I know it’s hard but you’re just going to have to talk to him when you feel ready. Try to express to him that this was a time when something he did had a direct impact on your health and that you feel hurt that he didn’t take that seriously.
Post # 5
Whoa. That’s terrible! I’m so sorry this happened to you. For sure you will both need to get the medical issues sorted out, but also it sounds like he has a boundary issue. Try to lay out your boundaries by writing them down and then calmly explain that he needs to respect your boundaries, and that one of your boundaries is that you will not allow yourself to be exposed to diseases. If there is a test that can prove he’s "cured" then I would insist he get that test before you will agree to be intimate with him again.
Post # 6
I agree. You need to contact your doctor first of all, and talk to your fiance when you’ve calmed down a bit.

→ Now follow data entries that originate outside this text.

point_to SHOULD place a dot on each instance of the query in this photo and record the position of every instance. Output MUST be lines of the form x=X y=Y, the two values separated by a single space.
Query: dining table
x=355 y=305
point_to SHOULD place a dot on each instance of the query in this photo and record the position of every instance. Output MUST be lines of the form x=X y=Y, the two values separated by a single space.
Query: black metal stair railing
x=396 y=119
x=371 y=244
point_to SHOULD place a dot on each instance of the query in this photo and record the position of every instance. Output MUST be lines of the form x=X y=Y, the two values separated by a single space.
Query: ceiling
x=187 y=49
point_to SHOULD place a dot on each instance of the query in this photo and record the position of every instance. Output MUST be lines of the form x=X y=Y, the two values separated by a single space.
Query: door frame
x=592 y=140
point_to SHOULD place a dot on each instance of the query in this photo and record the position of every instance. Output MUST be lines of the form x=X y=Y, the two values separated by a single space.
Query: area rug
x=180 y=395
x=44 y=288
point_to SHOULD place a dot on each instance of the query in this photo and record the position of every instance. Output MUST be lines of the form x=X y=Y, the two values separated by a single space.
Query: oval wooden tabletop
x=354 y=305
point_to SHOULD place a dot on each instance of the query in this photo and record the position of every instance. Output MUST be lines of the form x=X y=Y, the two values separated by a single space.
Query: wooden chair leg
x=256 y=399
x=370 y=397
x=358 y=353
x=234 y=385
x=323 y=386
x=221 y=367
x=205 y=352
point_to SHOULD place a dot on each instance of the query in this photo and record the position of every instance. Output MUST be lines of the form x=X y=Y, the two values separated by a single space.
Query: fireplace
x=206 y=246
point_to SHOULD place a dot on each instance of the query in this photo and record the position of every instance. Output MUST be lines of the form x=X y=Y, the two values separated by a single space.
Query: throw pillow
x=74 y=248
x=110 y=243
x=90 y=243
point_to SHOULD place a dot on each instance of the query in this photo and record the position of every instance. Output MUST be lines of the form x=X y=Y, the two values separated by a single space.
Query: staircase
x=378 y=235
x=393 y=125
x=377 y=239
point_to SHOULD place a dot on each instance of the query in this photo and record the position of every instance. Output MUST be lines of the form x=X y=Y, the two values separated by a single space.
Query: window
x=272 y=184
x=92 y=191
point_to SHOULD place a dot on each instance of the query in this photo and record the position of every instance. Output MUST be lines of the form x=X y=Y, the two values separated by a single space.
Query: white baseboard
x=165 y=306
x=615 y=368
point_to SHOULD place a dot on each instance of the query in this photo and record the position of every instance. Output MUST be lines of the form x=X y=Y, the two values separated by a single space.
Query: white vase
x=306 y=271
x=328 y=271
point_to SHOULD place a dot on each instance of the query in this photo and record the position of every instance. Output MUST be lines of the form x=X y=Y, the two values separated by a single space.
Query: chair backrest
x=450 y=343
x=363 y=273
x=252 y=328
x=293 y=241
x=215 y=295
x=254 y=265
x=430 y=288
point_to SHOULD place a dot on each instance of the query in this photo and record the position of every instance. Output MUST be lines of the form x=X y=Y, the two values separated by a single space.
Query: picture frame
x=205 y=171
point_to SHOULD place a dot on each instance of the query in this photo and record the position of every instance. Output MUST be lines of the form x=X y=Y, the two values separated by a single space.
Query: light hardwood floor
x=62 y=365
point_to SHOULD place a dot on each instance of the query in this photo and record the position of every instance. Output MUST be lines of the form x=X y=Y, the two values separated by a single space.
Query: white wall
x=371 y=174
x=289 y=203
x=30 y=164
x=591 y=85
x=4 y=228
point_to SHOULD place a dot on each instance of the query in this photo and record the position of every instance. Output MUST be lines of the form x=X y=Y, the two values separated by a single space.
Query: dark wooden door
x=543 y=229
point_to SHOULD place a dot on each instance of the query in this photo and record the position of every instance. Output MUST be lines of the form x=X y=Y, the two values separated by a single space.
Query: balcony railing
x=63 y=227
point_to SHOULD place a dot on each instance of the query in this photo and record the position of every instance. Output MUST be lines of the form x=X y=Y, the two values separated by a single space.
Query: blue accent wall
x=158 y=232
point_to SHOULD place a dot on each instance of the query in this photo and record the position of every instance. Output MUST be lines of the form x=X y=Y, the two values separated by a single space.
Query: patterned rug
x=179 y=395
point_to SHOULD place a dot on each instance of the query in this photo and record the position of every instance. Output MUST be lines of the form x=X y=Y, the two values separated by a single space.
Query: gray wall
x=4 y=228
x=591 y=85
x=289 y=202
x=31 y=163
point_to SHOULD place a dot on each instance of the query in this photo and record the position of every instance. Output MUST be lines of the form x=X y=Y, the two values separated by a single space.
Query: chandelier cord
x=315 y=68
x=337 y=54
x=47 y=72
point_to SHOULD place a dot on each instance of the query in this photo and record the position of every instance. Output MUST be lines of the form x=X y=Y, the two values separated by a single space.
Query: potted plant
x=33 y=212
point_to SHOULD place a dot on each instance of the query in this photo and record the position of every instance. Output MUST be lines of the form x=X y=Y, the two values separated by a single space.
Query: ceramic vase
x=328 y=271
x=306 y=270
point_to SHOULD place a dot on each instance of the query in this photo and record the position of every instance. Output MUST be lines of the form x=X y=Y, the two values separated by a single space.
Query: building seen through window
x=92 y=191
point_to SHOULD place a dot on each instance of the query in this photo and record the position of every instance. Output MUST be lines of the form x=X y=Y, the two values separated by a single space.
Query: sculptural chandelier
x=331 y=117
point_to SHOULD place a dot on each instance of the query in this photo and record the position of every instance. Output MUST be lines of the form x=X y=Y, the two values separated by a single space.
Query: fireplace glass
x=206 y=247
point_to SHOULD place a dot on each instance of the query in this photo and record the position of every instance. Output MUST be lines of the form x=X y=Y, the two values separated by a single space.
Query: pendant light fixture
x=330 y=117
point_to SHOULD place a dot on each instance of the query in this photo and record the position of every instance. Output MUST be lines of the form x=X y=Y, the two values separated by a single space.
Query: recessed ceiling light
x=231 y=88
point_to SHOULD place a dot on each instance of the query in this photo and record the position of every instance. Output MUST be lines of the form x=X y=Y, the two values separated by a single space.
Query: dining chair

Maybe you could have your doctor explain to him, the importance of taking the entire treatment, and how it can affect you if he doesn’t.
Good luck hun 🙂
Post # 7
I agree. Call your doctor first and speak with your Fiance once youve calmed a bit.
I know you are hurt, but sometimes, guys just dont get it. Its no excuse, but it is what it is. He may have stopped taking the pills when you started feeling better…even if the doctor told him over and over to finish the treatment even if its seems like youre better.
I literally have to harass my husband to take his medication. I have to nag like he is 8 years old and i am his mother. I have to stand over him and watch him take them…seriously! Its ridiculous, but I honestly think they just arent programmed like us.
Post # 8
Everything will be ok ..Why would he not finish the medicine ? and Could it be that he had simply forgotten about it ?Or Misplaced the bottle ? I may sound a little naive here , but does it say on the bottle that you Must finish it ..I know that sometimes medicine bottles , simply tell you to use till symptons are gone , so maybe thats what happened. I know it sounds like i’m making excuses for him , but really i don’t think he would deliberately stop taking a medication , that would a) hurt you and b) hurt himself , because if you get this again , wouldn’t he as well? I think you should cool down , take some time …and just rationalize this ..Mention tonight when you see him that you found the bottle and ask him why he didn’t take the whole bottle ?
I don’t think you should run away from him though , don’t believe the worse ..if he loves u , he wouldn’t DELIBERATELY put u ( and himself ? ) In danger . I hope it works out for you ..Let me know what happens !!
Post # 9
I’m so sorry you’re going through this :-/
A lot of people are really stupid about medication, especially antibiotics. It took me about a year and a half to convince Fiance that his mom’s medication practices were very, very bad and he should stop doing them. (She has all this penicillin bought OTC in Mexico or something, and whenever anyone has a common cold she has them take penicillin until they feel better. It’s insane.)
Anyway, he might just not get it… doctors say lots of things, and most people ignore a lot of them (exercise several times a week! never eat a rare-cooked hamburger! don’t drink more than two drinks in a night! get those horrid pap smears all the time!), even though doctors are quite serious about the health risks associated with these behaviors… your Fiance may not have differentiated well between the "recommendations" that doctors give all the time that you *ought* to do, and the medication instructions that you *have* to do. I hope that everything turns out alright… call your doctor, and calm down before talking to Fiance.